Приглашение. Это самая «чистая» форма легитимации власти через символический «обмен» полномочиями между общиной (хранителем земли) и князем — предводителем дружины (хранителем порядка). Такой характер легитимации достаточно часто встречается в условиях острой конкуренции между князьями (а на самом раннем этапе — между конкурирующими княжьими родами). Подходящая ситуация возникла, например, после смерти Владимира Святого — и летопись излагает свою версию начинавшегося столкновения между Святополком и Борисом, сыновьями Владимира, в следующих терминах:
оставшийся в Киеве Святополк «съзва кыяны, и нача даяти им именье», добиваясь их согласия на занятие стола. «Они же приимаху и не бе сердце ихъ с нимь, яко братья их беша с Борисомъ»;
в это же время дружина князя Владимира и городское ополчение обращаются к Борису Владимировичу: «Се дружина у тобе отьня и вой.

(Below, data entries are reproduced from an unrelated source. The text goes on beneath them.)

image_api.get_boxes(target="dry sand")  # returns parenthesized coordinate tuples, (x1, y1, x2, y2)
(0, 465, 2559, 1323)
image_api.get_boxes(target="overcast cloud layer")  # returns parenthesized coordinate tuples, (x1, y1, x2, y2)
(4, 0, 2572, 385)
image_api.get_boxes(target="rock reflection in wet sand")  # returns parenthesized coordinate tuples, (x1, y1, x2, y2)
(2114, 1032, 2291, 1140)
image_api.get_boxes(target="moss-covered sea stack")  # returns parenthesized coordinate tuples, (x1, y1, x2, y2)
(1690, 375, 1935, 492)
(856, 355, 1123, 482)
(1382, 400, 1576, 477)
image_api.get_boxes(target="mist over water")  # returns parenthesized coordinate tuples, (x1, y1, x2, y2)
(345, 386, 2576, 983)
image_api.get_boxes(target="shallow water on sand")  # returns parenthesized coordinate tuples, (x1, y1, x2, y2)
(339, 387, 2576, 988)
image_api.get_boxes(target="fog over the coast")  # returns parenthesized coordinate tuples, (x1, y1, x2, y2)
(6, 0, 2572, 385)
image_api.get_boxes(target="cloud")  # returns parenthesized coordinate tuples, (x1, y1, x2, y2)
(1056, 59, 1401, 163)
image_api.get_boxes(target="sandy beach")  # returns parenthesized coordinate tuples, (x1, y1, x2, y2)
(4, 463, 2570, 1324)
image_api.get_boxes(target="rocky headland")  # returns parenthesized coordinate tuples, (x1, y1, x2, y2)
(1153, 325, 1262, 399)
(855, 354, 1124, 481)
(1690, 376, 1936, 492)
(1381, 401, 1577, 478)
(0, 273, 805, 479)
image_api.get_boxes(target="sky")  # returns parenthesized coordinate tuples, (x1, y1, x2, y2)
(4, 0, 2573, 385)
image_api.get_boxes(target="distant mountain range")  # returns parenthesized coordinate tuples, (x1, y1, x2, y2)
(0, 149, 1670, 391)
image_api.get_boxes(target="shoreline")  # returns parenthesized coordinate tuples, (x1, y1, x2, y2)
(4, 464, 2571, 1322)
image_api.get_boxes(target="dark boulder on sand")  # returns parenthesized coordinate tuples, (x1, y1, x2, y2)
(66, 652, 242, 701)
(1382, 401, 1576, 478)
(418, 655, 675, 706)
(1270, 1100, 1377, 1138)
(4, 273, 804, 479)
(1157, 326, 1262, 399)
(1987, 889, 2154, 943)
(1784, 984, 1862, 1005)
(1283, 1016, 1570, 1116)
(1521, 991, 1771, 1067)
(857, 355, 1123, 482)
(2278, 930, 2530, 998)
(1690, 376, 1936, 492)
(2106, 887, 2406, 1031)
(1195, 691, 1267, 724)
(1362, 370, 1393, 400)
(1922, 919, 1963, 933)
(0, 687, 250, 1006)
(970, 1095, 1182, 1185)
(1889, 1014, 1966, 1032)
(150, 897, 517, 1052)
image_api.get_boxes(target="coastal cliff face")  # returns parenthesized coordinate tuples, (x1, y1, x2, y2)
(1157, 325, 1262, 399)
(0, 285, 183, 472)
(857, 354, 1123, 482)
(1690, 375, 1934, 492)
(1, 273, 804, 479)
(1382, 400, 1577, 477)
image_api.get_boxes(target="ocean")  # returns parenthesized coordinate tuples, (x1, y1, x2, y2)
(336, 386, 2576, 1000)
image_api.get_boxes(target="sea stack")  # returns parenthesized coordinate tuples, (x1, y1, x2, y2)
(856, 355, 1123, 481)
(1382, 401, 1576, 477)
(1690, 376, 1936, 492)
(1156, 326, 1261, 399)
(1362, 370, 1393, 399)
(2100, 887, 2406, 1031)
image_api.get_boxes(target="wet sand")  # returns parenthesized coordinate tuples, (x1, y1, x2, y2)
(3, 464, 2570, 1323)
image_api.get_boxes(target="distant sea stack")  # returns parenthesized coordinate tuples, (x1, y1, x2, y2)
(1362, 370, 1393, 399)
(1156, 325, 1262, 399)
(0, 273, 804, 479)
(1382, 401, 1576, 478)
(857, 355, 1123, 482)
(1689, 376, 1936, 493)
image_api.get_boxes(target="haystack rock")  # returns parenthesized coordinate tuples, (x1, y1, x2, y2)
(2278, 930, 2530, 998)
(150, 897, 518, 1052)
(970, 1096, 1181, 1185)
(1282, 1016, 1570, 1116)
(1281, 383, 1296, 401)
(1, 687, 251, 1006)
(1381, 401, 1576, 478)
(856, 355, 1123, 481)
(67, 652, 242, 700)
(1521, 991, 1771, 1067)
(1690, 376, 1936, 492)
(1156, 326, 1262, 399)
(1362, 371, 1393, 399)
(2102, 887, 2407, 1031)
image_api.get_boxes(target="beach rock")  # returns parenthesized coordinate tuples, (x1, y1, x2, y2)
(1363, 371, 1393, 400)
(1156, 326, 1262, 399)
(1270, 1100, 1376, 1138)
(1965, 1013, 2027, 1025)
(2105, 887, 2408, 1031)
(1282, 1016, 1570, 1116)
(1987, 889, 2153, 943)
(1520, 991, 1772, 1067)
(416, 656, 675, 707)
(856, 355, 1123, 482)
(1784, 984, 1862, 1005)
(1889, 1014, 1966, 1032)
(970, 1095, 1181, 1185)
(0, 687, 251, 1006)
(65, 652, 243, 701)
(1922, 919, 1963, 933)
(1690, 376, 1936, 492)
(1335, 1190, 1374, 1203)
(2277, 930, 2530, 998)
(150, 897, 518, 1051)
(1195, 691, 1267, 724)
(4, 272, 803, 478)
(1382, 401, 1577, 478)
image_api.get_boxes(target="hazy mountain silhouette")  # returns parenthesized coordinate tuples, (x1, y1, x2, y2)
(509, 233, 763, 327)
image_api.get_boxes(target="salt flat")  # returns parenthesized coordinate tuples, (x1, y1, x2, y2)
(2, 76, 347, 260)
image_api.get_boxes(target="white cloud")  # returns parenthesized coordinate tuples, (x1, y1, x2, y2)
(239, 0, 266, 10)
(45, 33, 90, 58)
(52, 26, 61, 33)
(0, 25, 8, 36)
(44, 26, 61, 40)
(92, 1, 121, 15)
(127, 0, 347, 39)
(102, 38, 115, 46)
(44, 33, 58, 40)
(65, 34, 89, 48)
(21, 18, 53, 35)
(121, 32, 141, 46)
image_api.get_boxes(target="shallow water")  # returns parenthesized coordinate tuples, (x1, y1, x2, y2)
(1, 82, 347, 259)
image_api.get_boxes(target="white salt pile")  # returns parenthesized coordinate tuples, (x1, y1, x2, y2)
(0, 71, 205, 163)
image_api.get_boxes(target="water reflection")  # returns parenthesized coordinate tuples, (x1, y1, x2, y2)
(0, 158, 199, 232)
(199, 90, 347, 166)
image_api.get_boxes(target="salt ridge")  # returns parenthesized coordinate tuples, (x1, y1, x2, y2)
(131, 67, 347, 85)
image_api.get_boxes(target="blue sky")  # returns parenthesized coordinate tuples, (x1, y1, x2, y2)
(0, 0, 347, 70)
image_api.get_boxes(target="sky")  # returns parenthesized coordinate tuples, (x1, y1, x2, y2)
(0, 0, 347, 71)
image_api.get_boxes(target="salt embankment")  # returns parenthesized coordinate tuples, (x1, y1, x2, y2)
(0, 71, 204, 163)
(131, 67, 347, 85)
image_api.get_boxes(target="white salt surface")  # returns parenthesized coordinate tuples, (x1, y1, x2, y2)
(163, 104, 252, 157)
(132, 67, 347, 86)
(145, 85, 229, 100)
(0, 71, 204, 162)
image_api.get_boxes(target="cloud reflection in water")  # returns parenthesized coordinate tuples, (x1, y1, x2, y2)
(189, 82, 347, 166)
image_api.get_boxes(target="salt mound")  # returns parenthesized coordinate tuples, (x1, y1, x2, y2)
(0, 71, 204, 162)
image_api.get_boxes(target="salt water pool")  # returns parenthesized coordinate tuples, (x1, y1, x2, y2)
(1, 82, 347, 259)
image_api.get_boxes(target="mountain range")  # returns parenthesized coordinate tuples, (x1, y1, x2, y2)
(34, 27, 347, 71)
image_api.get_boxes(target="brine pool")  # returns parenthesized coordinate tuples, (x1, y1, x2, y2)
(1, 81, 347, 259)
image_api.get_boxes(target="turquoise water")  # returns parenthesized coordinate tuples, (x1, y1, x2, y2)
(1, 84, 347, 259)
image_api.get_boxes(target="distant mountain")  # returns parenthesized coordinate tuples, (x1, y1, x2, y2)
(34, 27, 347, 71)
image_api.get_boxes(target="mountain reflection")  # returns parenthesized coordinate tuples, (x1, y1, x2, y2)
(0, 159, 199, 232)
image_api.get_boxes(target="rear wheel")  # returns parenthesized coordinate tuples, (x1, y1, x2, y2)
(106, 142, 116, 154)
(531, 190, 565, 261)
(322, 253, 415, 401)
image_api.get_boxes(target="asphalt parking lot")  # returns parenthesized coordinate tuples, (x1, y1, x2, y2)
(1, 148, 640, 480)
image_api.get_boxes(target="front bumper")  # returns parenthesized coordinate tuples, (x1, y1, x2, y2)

Поди, сяди Кыеве на столе отни» [Повесть временных лет по Лаврентьевской летописи. Ч. 1 / Под ред. В. П. Адриановой-Перетц. М.-Л., 1950. С. 90].
Здесь нам важно не столько соответствие излагаемого реальному ходу событий, сколько соответствие представлениям составителя рассказа о «нормальном и правильном». И участие в решении вопроса о будущей власти в кризисной ситуации выбора и князя, и дружины, и горожан (воев из городского полка) явно не представляется летописцу чем-то ненормальным. Вот только нужно всегда помнить, что формально существовавшее право общества на призвание князя, без которого государственный механизм земли-волости был парализован, было радикально ограничено со стороны Рюриковичей правом силы. Так, ярчайший пример «призвания» в 1068 г. киевлянами Всеслава Полоцкого вместо Изяслава Ярославича — старшего сына Ярослава Мудрого, правившего в городе по отцовскому завещанию — закончился примерно через год с появлением под стенами Киева собранных Изяславом сильных отрядов под командованием его сына: «И пришед Мьстиславъ [Изяславич], исече кияны, иже беша высекли Всеслава, числом 70 чади, а другыя слепиша, другая же без вины погуби, не испытавъ. Изяславу же идущю къ граду, изидоша людье противу с поклоном, и прияща князь свой кыяне; и седе Изяславъ на столе своемь…»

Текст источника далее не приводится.